Unsterblich verliebt: Kristen Stewart und Robert Pattinson in Twilight (Foto: Concorde)
Über 110 Jahre hat der erste und zugleich berühmteste Vampirroman, Bram Stokers "Dracula", schon auf dem Buckel. Und dennoch hat die Legende vom blutsaugenden Untoten, der angeblich in den rumänischen Karpaten - genauer gesagt in Transsylvanien - sein Unwesen trieb, nichts von ihrer Faszination verloren.

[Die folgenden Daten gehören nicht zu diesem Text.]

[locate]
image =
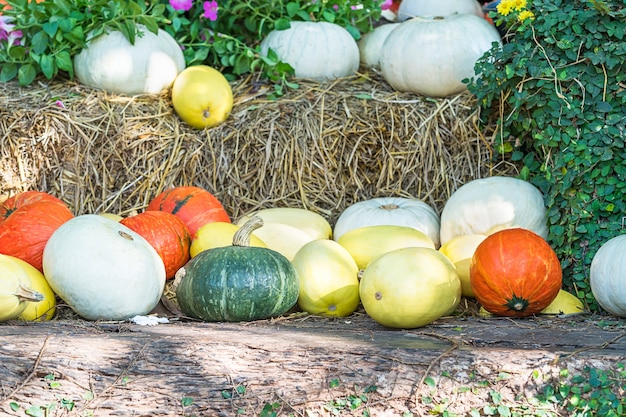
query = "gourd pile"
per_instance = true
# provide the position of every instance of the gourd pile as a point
(397, 257)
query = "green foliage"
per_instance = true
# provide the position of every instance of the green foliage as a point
(557, 88)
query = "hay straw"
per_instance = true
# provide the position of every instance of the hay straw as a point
(323, 147)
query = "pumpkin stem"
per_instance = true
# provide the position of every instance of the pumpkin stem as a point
(26, 294)
(242, 236)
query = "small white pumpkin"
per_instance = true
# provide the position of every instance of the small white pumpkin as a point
(412, 8)
(102, 269)
(487, 205)
(111, 63)
(394, 211)
(432, 55)
(319, 51)
(607, 276)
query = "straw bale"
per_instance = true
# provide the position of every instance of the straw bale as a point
(322, 146)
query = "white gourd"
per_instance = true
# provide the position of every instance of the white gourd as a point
(319, 51)
(111, 63)
(102, 269)
(431, 56)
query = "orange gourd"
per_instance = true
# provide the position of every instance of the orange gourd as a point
(515, 273)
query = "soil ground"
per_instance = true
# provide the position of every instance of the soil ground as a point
(298, 365)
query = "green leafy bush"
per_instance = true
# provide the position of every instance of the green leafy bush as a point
(557, 90)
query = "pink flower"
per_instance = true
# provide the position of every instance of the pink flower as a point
(181, 4)
(210, 10)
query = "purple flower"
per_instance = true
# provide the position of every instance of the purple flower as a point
(210, 10)
(181, 4)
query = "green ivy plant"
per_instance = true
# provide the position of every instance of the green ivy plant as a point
(557, 91)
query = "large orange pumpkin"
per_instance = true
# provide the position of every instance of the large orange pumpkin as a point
(25, 232)
(515, 273)
(167, 234)
(193, 205)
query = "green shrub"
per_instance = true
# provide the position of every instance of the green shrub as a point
(557, 88)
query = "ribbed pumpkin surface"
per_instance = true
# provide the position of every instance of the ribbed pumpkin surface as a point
(237, 283)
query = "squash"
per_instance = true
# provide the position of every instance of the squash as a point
(15, 289)
(26, 230)
(102, 269)
(237, 282)
(515, 273)
(218, 234)
(202, 96)
(487, 205)
(413, 8)
(607, 276)
(368, 243)
(308, 221)
(431, 56)
(370, 45)
(460, 250)
(328, 276)
(193, 205)
(320, 51)
(410, 287)
(167, 234)
(397, 211)
(111, 63)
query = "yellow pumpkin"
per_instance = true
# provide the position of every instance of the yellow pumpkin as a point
(329, 283)
(217, 235)
(202, 96)
(460, 250)
(367, 243)
(410, 287)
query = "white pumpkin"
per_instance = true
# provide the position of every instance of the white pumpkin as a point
(102, 269)
(431, 56)
(111, 63)
(370, 45)
(487, 205)
(393, 211)
(316, 50)
(607, 276)
(412, 8)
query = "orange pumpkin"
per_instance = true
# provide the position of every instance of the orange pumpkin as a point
(193, 205)
(515, 273)
(25, 232)
(167, 234)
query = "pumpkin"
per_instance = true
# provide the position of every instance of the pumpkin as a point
(308, 221)
(237, 282)
(397, 211)
(24, 198)
(431, 56)
(15, 289)
(460, 250)
(202, 96)
(320, 51)
(193, 205)
(409, 288)
(371, 43)
(111, 63)
(218, 234)
(412, 8)
(607, 276)
(515, 273)
(328, 276)
(25, 232)
(167, 234)
(102, 269)
(367, 243)
(486, 205)
(44, 309)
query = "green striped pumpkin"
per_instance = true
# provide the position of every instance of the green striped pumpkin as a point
(238, 282)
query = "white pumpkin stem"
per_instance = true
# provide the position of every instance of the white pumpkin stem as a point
(242, 236)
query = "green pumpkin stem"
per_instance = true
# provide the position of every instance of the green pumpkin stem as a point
(242, 236)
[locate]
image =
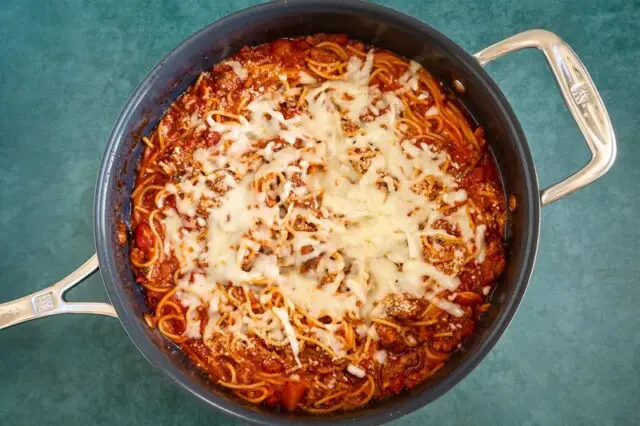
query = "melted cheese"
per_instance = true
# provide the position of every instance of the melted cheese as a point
(365, 236)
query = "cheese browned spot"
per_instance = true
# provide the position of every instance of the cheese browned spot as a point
(285, 202)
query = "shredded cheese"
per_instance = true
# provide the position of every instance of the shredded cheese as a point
(262, 222)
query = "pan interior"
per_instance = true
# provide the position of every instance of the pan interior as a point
(373, 25)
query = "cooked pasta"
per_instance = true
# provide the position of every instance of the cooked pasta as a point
(317, 224)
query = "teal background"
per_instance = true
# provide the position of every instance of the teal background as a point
(572, 353)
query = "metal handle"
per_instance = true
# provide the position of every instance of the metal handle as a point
(582, 99)
(50, 301)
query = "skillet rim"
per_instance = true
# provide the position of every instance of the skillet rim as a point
(106, 185)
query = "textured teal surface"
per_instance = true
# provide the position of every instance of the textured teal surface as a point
(572, 354)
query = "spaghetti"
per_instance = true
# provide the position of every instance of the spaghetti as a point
(316, 224)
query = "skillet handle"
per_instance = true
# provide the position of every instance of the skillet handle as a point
(582, 99)
(50, 301)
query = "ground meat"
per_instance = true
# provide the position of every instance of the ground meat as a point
(404, 307)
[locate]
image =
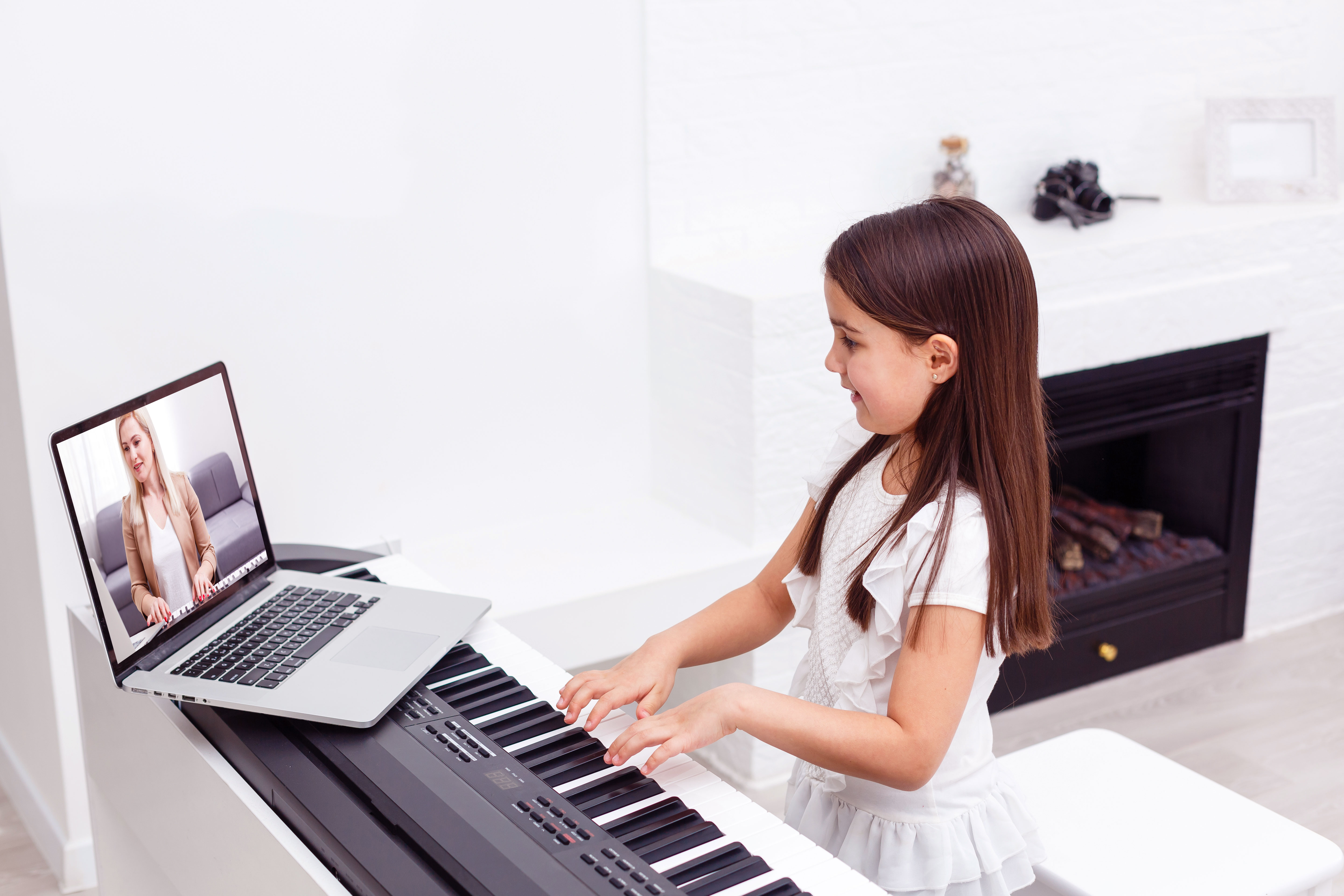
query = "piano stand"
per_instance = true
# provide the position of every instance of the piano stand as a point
(1119, 819)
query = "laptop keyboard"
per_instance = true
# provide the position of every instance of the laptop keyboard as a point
(276, 639)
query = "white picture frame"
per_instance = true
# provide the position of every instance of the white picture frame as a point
(1272, 150)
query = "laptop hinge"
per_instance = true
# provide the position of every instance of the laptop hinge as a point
(198, 626)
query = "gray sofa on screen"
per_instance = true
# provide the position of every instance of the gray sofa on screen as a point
(230, 519)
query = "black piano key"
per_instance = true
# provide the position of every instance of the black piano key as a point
(543, 750)
(624, 825)
(471, 684)
(486, 704)
(655, 850)
(617, 796)
(661, 830)
(725, 878)
(523, 724)
(581, 765)
(783, 887)
(451, 665)
(711, 862)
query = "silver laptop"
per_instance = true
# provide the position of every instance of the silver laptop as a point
(174, 545)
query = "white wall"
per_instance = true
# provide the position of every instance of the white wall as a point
(772, 123)
(196, 424)
(414, 232)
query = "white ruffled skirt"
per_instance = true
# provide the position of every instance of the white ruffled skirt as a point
(984, 851)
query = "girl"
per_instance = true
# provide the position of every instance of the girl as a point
(918, 564)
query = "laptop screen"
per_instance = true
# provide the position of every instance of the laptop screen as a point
(163, 507)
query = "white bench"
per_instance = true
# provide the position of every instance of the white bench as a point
(1120, 820)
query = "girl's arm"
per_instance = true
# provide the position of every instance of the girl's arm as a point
(737, 623)
(902, 750)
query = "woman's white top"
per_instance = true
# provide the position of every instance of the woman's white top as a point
(170, 564)
(966, 833)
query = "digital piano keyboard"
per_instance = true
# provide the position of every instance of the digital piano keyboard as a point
(475, 785)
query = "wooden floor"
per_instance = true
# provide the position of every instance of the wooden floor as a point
(1264, 718)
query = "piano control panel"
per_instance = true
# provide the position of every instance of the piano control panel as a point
(597, 859)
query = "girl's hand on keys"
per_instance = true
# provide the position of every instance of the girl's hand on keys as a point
(697, 723)
(646, 676)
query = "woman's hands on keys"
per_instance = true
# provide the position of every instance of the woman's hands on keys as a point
(646, 676)
(697, 723)
(157, 610)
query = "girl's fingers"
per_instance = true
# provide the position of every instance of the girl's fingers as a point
(573, 686)
(671, 747)
(613, 699)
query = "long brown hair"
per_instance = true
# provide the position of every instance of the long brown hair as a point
(953, 266)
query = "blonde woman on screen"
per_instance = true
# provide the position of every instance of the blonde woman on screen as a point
(168, 549)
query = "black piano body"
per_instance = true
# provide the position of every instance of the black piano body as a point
(429, 804)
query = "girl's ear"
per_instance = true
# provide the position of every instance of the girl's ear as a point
(943, 355)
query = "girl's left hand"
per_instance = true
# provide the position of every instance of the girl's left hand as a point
(201, 585)
(697, 723)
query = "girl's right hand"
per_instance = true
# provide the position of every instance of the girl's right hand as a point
(158, 610)
(646, 676)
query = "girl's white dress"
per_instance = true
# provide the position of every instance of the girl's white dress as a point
(966, 833)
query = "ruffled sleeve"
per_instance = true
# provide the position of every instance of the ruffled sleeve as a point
(872, 660)
(803, 589)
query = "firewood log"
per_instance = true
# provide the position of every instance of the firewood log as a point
(1093, 514)
(1096, 539)
(1066, 551)
(1143, 525)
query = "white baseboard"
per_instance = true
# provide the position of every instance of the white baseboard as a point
(70, 860)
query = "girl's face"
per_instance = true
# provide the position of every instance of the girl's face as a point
(889, 379)
(138, 449)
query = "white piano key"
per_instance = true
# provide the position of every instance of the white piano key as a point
(711, 808)
(800, 863)
(835, 879)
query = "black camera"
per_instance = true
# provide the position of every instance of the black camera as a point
(1072, 190)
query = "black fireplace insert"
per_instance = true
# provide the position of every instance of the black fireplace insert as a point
(1175, 437)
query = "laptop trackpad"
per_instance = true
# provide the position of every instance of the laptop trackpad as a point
(385, 648)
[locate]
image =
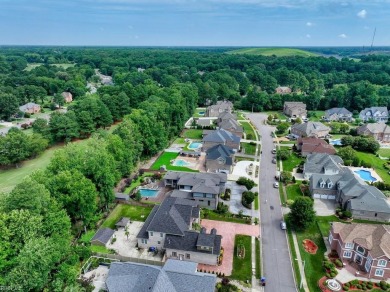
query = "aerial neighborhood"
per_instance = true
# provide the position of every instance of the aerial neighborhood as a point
(193, 170)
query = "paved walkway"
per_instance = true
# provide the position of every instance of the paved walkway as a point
(228, 231)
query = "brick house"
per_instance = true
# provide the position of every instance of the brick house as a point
(366, 247)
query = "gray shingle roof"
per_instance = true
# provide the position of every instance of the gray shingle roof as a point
(175, 276)
(221, 136)
(103, 235)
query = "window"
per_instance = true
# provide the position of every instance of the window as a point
(379, 272)
(348, 245)
(360, 249)
(347, 254)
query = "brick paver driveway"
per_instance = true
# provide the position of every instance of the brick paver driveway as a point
(228, 231)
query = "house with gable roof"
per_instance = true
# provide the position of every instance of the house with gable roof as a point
(379, 114)
(173, 276)
(365, 247)
(219, 158)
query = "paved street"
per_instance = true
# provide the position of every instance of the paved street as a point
(276, 258)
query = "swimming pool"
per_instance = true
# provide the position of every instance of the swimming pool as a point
(195, 145)
(180, 162)
(336, 142)
(148, 193)
(365, 175)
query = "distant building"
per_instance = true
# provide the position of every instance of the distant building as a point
(377, 114)
(295, 109)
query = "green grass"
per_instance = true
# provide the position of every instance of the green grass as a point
(293, 191)
(292, 162)
(242, 267)
(250, 149)
(11, 177)
(193, 134)
(279, 52)
(258, 259)
(376, 163)
(248, 130)
(384, 152)
(136, 213)
(165, 159)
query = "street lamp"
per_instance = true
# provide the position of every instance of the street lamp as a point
(303, 261)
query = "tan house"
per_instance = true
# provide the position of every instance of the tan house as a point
(295, 109)
(380, 131)
(216, 109)
(365, 247)
(67, 96)
(30, 108)
(310, 129)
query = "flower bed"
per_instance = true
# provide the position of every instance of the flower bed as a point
(310, 246)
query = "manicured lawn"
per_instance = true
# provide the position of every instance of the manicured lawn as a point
(248, 130)
(242, 267)
(293, 191)
(313, 267)
(136, 213)
(376, 163)
(292, 162)
(248, 148)
(384, 152)
(193, 134)
(165, 159)
(11, 177)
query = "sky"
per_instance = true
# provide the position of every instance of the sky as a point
(195, 22)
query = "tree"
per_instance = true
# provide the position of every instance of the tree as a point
(302, 213)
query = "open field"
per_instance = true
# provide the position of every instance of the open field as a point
(279, 52)
(136, 213)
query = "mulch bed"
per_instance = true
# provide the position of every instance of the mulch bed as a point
(310, 246)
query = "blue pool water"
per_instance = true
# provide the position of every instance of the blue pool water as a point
(365, 175)
(194, 145)
(336, 142)
(180, 162)
(148, 193)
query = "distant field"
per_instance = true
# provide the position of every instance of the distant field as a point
(279, 52)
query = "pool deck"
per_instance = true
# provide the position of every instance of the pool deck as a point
(371, 170)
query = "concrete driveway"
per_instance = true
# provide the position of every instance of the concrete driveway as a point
(324, 207)
(276, 256)
(228, 231)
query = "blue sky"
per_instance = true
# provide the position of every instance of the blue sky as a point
(194, 22)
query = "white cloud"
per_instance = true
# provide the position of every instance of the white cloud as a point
(362, 13)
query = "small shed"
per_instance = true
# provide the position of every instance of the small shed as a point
(122, 222)
(102, 236)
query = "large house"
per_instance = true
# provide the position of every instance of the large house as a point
(310, 145)
(338, 114)
(169, 227)
(30, 108)
(216, 109)
(365, 246)
(220, 136)
(380, 131)
(377, 114)
(203, 188)
(295, 109)
(173, 276)
(310, 129)
(219, 158)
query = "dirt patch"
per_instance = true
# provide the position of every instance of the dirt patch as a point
(310, 246)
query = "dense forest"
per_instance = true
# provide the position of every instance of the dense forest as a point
(154, 92)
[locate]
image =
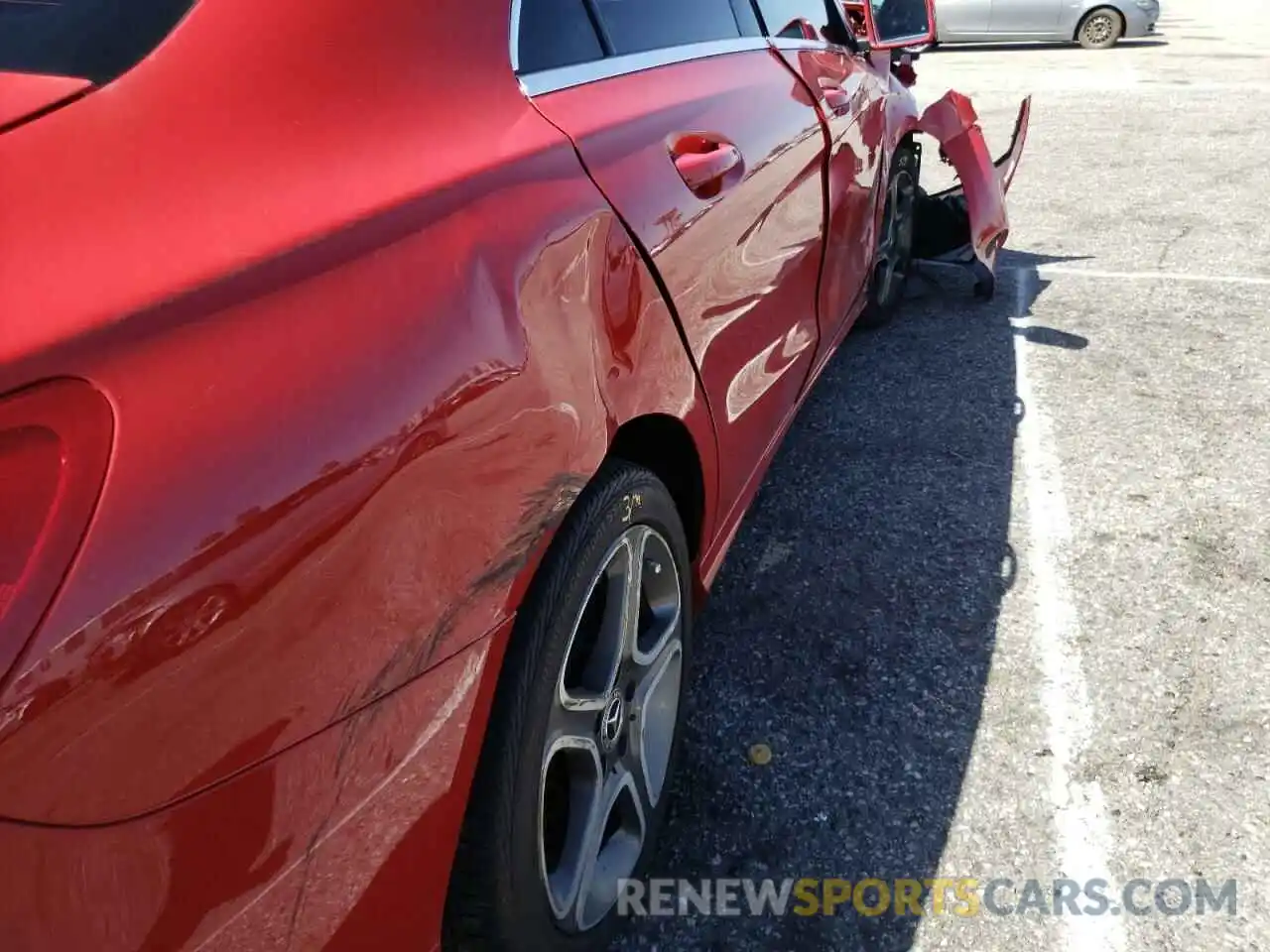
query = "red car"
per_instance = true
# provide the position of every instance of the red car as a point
(380, 390)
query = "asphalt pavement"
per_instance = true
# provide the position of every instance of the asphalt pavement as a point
(1002, 607)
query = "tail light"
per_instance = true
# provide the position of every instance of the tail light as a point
(55, 443)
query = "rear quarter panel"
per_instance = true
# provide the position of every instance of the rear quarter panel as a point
(365, 345)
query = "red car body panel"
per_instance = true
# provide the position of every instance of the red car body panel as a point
(23, 94)
(362, 345)
(740, 264)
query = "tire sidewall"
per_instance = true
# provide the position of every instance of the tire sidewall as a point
(640, 495)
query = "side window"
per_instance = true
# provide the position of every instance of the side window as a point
(794, 19)
(556, 33)
(638, 26)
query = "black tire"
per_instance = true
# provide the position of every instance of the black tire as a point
(887, 291)
(497, 898)
(1100, 30)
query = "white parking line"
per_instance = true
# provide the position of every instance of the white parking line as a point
(1083, 830)
(1055, 270)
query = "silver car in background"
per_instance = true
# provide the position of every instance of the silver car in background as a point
(1095, 24)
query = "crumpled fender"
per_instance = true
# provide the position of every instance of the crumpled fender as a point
(968, 222)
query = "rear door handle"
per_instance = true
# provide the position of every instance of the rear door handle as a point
(703, 162)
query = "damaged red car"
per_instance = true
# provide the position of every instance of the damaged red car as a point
(381, 388)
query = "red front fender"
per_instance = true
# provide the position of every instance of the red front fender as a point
(968, 222)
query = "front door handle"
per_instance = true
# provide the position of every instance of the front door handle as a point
(703, 163)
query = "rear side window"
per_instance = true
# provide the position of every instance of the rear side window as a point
(788, 18)
(638, 26)
(556, 33)
(93, 40)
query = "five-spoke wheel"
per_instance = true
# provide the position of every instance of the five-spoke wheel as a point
(572, 779)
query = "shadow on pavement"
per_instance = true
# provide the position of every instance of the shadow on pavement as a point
(853, 626)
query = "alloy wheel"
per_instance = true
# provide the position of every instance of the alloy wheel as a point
(611, 728)
(1098, 28)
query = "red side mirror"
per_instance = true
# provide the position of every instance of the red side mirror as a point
(897, 23)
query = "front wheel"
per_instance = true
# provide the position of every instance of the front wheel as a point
(575, 772)
(894, 255)
(1100, 30)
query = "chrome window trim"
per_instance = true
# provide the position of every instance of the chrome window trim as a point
(916, 40)
(790, 44)
(536, 84)
(513, 41)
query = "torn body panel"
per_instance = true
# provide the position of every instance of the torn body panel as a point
(968, 222)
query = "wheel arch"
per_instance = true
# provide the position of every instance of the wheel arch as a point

Bestes und aktuelles Beispiel: Stephenie Meyers' gerade bei Teenagern enorm erfolgreiche Bestsellerbuchreihe "Twilight", die von der großen Liebe zwischen der schönen Bella und einem nicht weniger attraktiven Vampir namens Edward handelt. Auch der Film hat diese außergewöhnliche Lovestory natürlich schon längst entdeckt. Teil eins der Saga Twilight - Biss zum Morgengrauen ist bereits auf Video erhältlich, der zweite Teil "New Moon - Biss zur Mittagsstunde" läuft aktuell in den Kinos. Auch in Deutschland haben die beiden Hauptdarsteller Kristen Stewart und Robert Pattinson damit bereits ein Millionenpublikum verzaubert. Allerdings spielt in dieser modernen Geschichte die Romanze eine wesentlich wichtigere Rolle als das Vampir-typische Serienmordmotiv.


Halb-Vampir mit scharfer Klinge: Wesley Snipes als "Blade" (Foto: Warner)
Die Jagd nach Untoten und Monstern
Da geht es in der Action- und Martial-Arts-geladenen "Blade"-Trilogie schon ganz anders zur Sache. Hier spielt Wesley Snipes einen Halbvampir, der mit der Virtuosität eines Samurai versucht, sämtliche Blutsauger dieser Welt auszurotten. Ebenfalls viel Action hat auch die düster-moderne Horrorreihe " Underworld " zu bieten. Allerdings darf in diesem Fall Vampirin Kate Beckinsale mit einem Werwolf Romeo und Julia spielen. Die schöne Beckinsale war übrigens auch in "Van Helsing" mit von der Partie - jenem Effekte-Spektakel, in dem Hugh "X-Man" Jackman den legendären Monsterjäger gibt.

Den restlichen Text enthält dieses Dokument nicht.